Se così nacque il progetto europeo e prese avvio il processo di integrazione comunitaria, questo processo – dopo essere avanzato tra alti e bassi e non pochi momenti critici giunse a un punto di svolta all’indomani del grande mutamento del 1989. Anche allora operò in modo possente la leva delle “circostanze” e necessità storiche, ma è un fatto che si trovò pronta a raccoglierne la sfida una classe politica europea formatasi nell’esperienza comunitaria in modo da trarne capacità di visione e padronanza istituzionale. Ne scaturirono il Trattato di Maastricht e la scelta della moneta unica.

Siamo ora giunti, in special modo in Europa, a un terzo appuntamento con la storia: quello del calare – approfondendolo come non mai – il nostro processo di integrazione nel contesto di una fase critica della globalizzazione. Ed è vero che questa volta le leadership europee appaiono invece in grande affanno a raccogliere la sfida, innanzitutto nei suoi termini di crisi incalzante dell’euro; appaiono palesemente inadeguate anche a causa di un generale arretramento culturale e di un impoverimento della vita politica democratica, che hanno congiurato nel provocare fatali ripiegamenti su meschini e anacronistici orizzonti e pregiudizi nazionali.

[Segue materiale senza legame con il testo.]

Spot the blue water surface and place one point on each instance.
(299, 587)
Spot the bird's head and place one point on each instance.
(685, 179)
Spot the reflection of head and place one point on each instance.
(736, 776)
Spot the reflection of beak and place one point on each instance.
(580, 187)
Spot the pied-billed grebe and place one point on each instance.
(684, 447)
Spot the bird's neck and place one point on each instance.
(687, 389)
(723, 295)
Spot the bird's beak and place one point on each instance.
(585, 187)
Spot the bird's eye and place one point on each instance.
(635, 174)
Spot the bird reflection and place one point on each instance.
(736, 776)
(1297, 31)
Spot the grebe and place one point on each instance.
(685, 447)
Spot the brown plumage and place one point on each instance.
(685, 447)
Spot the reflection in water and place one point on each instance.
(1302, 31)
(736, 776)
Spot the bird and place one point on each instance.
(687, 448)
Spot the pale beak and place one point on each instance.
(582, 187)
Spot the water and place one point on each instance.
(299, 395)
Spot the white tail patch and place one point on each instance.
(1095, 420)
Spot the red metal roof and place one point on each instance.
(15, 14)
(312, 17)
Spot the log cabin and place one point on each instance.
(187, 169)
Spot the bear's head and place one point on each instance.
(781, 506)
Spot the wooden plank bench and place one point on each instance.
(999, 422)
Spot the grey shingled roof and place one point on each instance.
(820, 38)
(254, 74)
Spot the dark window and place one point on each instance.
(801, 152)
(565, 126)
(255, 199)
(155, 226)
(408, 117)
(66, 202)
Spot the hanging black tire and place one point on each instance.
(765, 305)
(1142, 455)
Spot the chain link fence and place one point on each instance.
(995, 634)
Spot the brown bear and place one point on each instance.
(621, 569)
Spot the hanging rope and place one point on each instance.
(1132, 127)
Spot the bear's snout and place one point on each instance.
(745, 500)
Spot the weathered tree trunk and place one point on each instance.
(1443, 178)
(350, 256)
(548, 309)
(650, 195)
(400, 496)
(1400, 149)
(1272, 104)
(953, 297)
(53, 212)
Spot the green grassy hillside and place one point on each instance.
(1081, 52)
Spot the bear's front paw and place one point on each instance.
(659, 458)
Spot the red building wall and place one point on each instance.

Per reagire ai rischi che ciò comporta, è importante recuperare apporti di cultura politica che costituiscono preziosi giacimenti ancora insufficientemente esplorati: e farlo innanzitutto paese per paese, a cominciare da noi in Italia. Di qui anche la riflessione di «Reset», che vivamente apprezzo, sull’eredità, sugli insegnamenti di Luigi Einaudi (vedi «Reset» 127 ndr). Ne abbiamo anche discusso, caro Direttore, in una conversazione tra me e te. Permettimi di limitarmi ora a poche, scarne considerazioni.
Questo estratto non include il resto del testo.